Tego dnia w Warszawie przy ul. Ożarowskiej otwierano tysięczną szkołę-pomnik Tysiąclecia Państwa Polskiego. Podczas uroczystości, jak zawsze przy takich okazjach, głos zabrał przedstawiciel PZPR:
- Otwierając tę szkołę tysiąclecia odwołujemy się do tego wszystkiego w historii ojczystej, co jest nam bliskie. Nadajemy jej imię Hugona Kołłątaja, wielkiego patrioty epoki Oświecenia, reformatora oświaty, wybitnego przedstawiciela tych sił swojej epoki, które odważnie stawiały czoła, panoszącej się w Polsce, szlacheckiej anarchii, podejmując wysiłek zachowania niepodległości narodu i unowocześnienia stosunków społecznych - uświadamiał obecnych na otwarciu I sekretarz KC PZPR, Witold Jarosiński.
01:00 Otwarcie ostatniej tysiąclatki.mp3 Uroczystość otwarcia ostatniej tysiąclatki (PR, 4.09.1965)
Hasło budowy "tysiąclatek" rzucił Władysław Gomułka 66 lat temu, 24 września 1958 roku. Do szkół trafił wówczas wyż demograficzny, sale lekcyjne były przepełnione.
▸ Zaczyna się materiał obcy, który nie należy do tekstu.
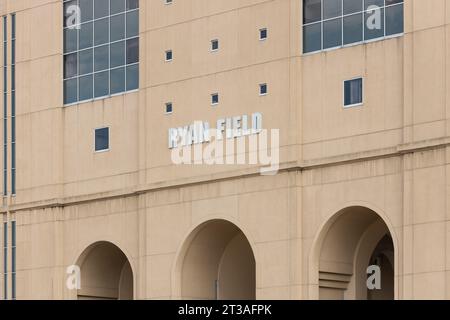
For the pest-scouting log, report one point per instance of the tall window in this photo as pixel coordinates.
(13, 260)
(13, 104)
(5, 260)
(101, 48)
(335, 23)
(5, 105)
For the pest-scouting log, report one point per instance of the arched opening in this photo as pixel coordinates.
(106, 273)
(218, 264)
(353, 240)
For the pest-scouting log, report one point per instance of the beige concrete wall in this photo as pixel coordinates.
(390, 155)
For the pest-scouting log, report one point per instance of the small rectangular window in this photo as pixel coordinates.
(169, 55)
(263, 89)
(101, 139)
(353, 92)
(263, 34)
(169, 108)
(214, 99)
(214, 45)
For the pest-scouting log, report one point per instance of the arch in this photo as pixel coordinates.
(341, 253)
(106, 273)
(216, 261)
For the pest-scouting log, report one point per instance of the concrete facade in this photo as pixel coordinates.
(347, 177)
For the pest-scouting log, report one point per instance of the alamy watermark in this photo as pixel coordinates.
(73, 17)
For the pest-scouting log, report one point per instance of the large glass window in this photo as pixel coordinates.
(335, 23)
(101, 48)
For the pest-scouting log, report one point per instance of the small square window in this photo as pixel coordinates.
(214, 99)
(169, 108)
(169, 55)
(353, 92)
(101, 139)
(214, 45)
(263, 34)
(263, 89)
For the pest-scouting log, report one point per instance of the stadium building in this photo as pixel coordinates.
(97, 94)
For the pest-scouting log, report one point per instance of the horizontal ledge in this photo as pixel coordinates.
(400, 150)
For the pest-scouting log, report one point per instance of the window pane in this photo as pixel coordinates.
(132, 24)
(70, 65)
(86, 36)
(101, 84)
(374, 24)
(101, 58)
(69, 11)
(332, 8)
(133, 50)
(351, 6)
(117, 6)
(390, 2)
(133, 77)
(86, 61)
(118, 54)
(332, 33)
(118, 27)
(353, 92)
(101, 31)
(132, 4)
(70, 91)
(101, 139)
(394, 19)
(368, 3)
(353, 30)
(117, 80)
(312, 38)
(101, 8)
(86, 87)
(70, 40)
(312, 11)
(87, 10)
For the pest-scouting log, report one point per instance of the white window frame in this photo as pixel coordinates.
(359, 104)
(109, 139)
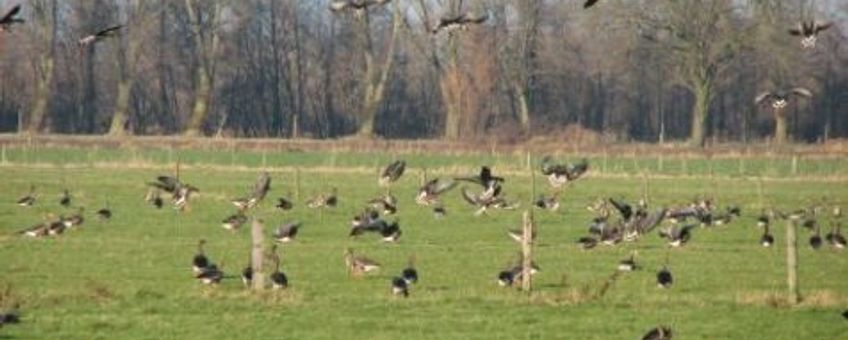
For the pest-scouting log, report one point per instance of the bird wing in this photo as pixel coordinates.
(801, 92)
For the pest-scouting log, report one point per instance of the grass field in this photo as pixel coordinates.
(129, 278)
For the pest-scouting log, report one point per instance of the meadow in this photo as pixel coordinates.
(130, 277)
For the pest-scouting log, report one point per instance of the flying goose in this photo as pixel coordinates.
(358, 264)
(323, 200)
(459, 22)
(199, 262)
(286, 232)
(780, 98)
(659, 333)
(234, 221)
(279, 280)
(391, 173)
(429, 193)
(28, 199)
(10, 19)
(560, 174)
(400, 287)
(808, 31)
(835, 237)
(100, 35)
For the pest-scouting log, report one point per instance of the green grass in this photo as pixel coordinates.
(129, 278)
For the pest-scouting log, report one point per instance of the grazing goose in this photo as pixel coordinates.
(10, 19)
(430, 192)
(459, 22)
(659, 333)
(664, 278)
(65, 199)
(677, 236)
(323, 200)
(400, 287)
(287, 232)
(100, 35)
(358, 264)
(410, 274)
(199, 262)
(560, 174)
(28, 199)
(779, 99)
(234, 221)
(154, 197)
(391, 173)
(835, 237)
(808, 31)
(284, 204)
(278, 278)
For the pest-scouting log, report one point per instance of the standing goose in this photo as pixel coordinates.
(358, 264)
(391, 173)
(809, 31)
(560, 174)
(286, 233)
(28, 199)
(199, 262)
(11, 18)
(100, 35)
(659, 333)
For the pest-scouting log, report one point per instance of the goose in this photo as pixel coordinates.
(391, 173)
(410, 274)
(100, 35)
(664, 278)
(323, 200)
(400, 287)
(199, 262)
(816, 240)
(458, 22)
(835, 237)
(234, 221)
(659, 333)
(279, 280)
(358, 265)
(429, 193)
(28, 199)
(284, 204)
(779, 99)
(11, 18)
(560, 174)
(628, 264)
(154, 197)
(548, 203)
(677, 236)
(286, 232)
(65, 199)
(808, 31)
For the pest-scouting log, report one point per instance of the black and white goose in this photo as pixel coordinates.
(286, 232)
(430, 192)
(324, 200)
(234, 221)
(10, 18)
(779, 99)
(358, 264)
(659, 333)
(391, 173)
(809, 31)
(199, 262)
(279, 280)
(28, 199)
(98, 36)
(459, 22)
(560, 174)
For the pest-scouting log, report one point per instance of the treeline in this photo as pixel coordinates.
(646, 70)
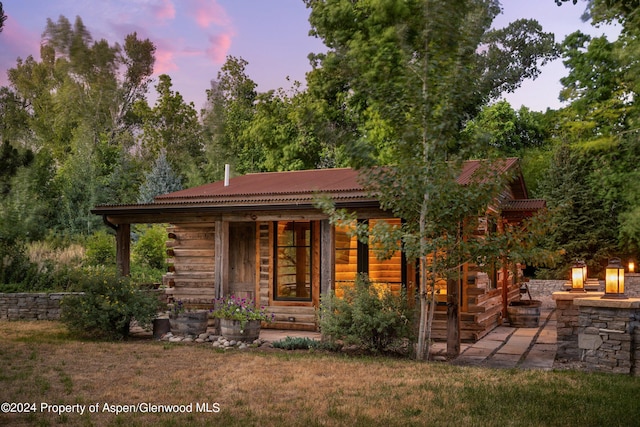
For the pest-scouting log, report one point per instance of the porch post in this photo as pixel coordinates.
(327, 257)
(123, 249)
(453, 316)
(221, 258)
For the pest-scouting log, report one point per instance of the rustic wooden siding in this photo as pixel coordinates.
(191, 247)
(483, 312)
(265, 263)
(288, 314)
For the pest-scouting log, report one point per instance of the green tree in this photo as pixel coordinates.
(229, 111)
(3, 17)
(75, 106)
(400, 68)
(499, 127)
(160, 180)
(171, 125)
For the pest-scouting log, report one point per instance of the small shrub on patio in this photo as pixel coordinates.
(370, 317)
(108, 306)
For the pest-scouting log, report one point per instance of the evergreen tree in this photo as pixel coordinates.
(160, 180)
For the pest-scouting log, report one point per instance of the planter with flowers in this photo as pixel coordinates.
(183, 321)
(240, 320)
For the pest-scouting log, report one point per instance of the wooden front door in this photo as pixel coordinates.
(242, 259)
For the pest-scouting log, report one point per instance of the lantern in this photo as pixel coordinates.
(614, 280)
(578, 276)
Z danych statystycznych wynika, że w 1961 na jedną izbę lekcyjna przypadało około 74 uczniów. Budowa placówek oświatowych stała się koniecznością. Władze komunistyczne powiązały akcję z obchodami Millenium Państwa Polskiego, przypadającymi na rok 1966.
Pierwszą "tysiąclatką" została szkoła podstawowa nr 7 w Czeladzi, której uroczyste otwarcie miało miejsce 26 lipca 1959 (w Warszawie pierwszą tego typu placówką było Liceum Ogólnokształcące im. Andrzeja Frycza Modrzewskiego). W ciągu kolejnych siedmiu lat 999 razy dzieci i młodzież szkolna przeżywały radość, przyjmując "wspaniały dar narodu, szkołę-pomnik tysiąclecia".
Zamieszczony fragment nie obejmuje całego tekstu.